Miso Broth (Tare + Stock)

Preparation

Pork Belly

1. Prepare Pork

Pat the pork belly dry with paper towels. Season all over with kosher salt and black pepper. Let rest at room temperature for 20 minutes.

2. Sear

Heat neutral oil in a heavy, oven-safe pot or Dutch oven over medium-high heat until shimmering. Add the pork belly, fat side down first, and sear 3–4 minutes per side until deeply browned. Remove pork and set aside.

3. Braise

Lower heat to medium. Add smashed garlic, sliced ginger, and green onions to the pot; sauté 1–2 minutes until fragrant. Return pork to the pot. Pour in soy sauce, mirin, sake and 800 ml water — liquid should come halfway up the pork. Bring to a gentle simmer, cover, and transfer to a 150°C (300°F) oven, or keep on low burner with a lid. Braise for 2½–3 hours until fork-tender, turning the pork halfway through. Alternatively, braise slowly in a slow cooker on low for 6–8 hours.

4. Finish Pork

When tender, remove pork and strain braising liquid into a saucepan. Reduce the braising liquid over medium heat until slightly syrupy (about 10–15 minutes) to concentrate flavors; reserve 60–120 ml as finishing sauce for the ramen. For a charred finish (optional), slice pork into 1/2-inch thick pieces and quickly torch or sear slices in a hot skillet 30–60 seconds per side to caramelize before serving.

Miso Broth (Stock + Tare)

5. Make Stock

Preheat oven to 220°C (425°F). If using bones, roast bones on a sheet pan 25–30 minutes until browned. In a large stockpot, combine roasted bones (or kombu + dried shiitake soaked for 30 minutes), onion, carrot, garlic, ginger and 2 L (2000 ml) water. Bring to a gentle boil, skim any scum, then lower to a simmer. Simmer uncovered 3–4 hours for bones (1 hour for kombu/shiitake), topping up water to keep ingredients submerged.
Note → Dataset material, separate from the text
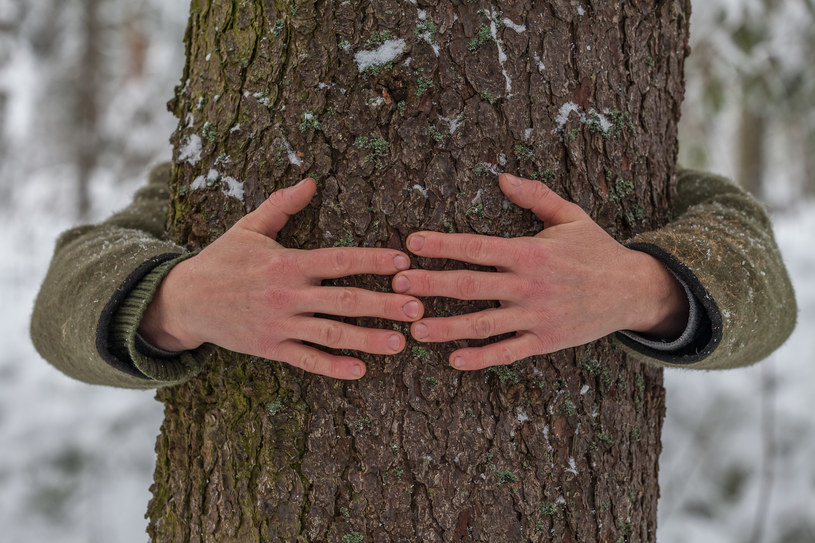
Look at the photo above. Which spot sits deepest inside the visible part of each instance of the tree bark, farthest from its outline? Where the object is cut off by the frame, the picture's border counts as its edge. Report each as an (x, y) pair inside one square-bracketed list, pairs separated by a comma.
[(553, 448)]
Strain the stock through a fine sieve and discard solids. You should have roughly 1.5–2 L of clear, flavorful stock.

6. Prepare Miso Tare

In a small saucepan, combine white miso and red miso with 120 ml of the hot strained stock to loosen into a smooth paste. Add soy sauce, mirin, sesame oil and sugar; warm gently over low heat just to integrate flavors — do not boil (boiling can make miso taste harsh). Taste and adjust the balance of sweet/salty/umami; set aside. This miso tare will be mixed into individual bowls to preserve fresh miso flavor.

7. Assemble Broth

Heat the strained stock to a gentle simmer. For each serving, place about 2–3 tbs (30–45 ml) of miso tare into the bottom of a ramen bowl, then ladle 480–500 ml of hot stock over the tare and whisk quickly to dissolve — adjust tare quantity per bowl to taste. Keep broth hot until serving.

Noodles & Toppings

8. Soft-Boiled Eggs (Ajitsuke Tamago) - if making

Bring a pot of water to a rolling boil. Gently lower room-temperature eggs and boil 6–6½ minutes for jammy yolks (for large eggs). Immediately transfer to an ice bath for 5 minutes. Peel carefully. Optional marinade: combine 60 ml soy sauce, 60 ml mirin and 60 ml water; submerge peeled eggs in marinade for 4–12 hours in the fridge.

9. Cook Noodles

Bring a large pot of water to a rolling boil. Cook fresh ramen noodles according to package instructions (usually 90 seconds to 2 minutes) until just tender. Drain well and briefly rinse under hot running water to remove excess starch (optional depending on noodle type).

10. Warm Toppings

While noodles cook, reheat braising sauce reserved earlier and warm bamboo shoots, bean sprouts and corn in a small pan or in the microwave so everything served hot.

11. Assemble Bowls

Place the miso-mixed hot broth into each serving bowl as described above. Add cooked noodles (about one serving per bowl). Arrange 2–3 slices of the braised pork belly on top, a halved soft-boiled egg, bamboo shoots, blanched bean sprouts, corn (if using), a sheet of nori tucked at the rim, and scatter sliced green onions and toasted sesame seeds. Drizzle a little reserved braising reduction over the pork for extra gloss and flavor. Add chili oil or rayu if desired.

12. Serve

Serve immediately while broth and toppings are hot. Provide extra tare, chili oil and soy sauce at the table for adjustments. Leftover broth and pork store separately in the refrigerator up to 3 days (pork belly will keep longer if refrigerated in its braising liquid).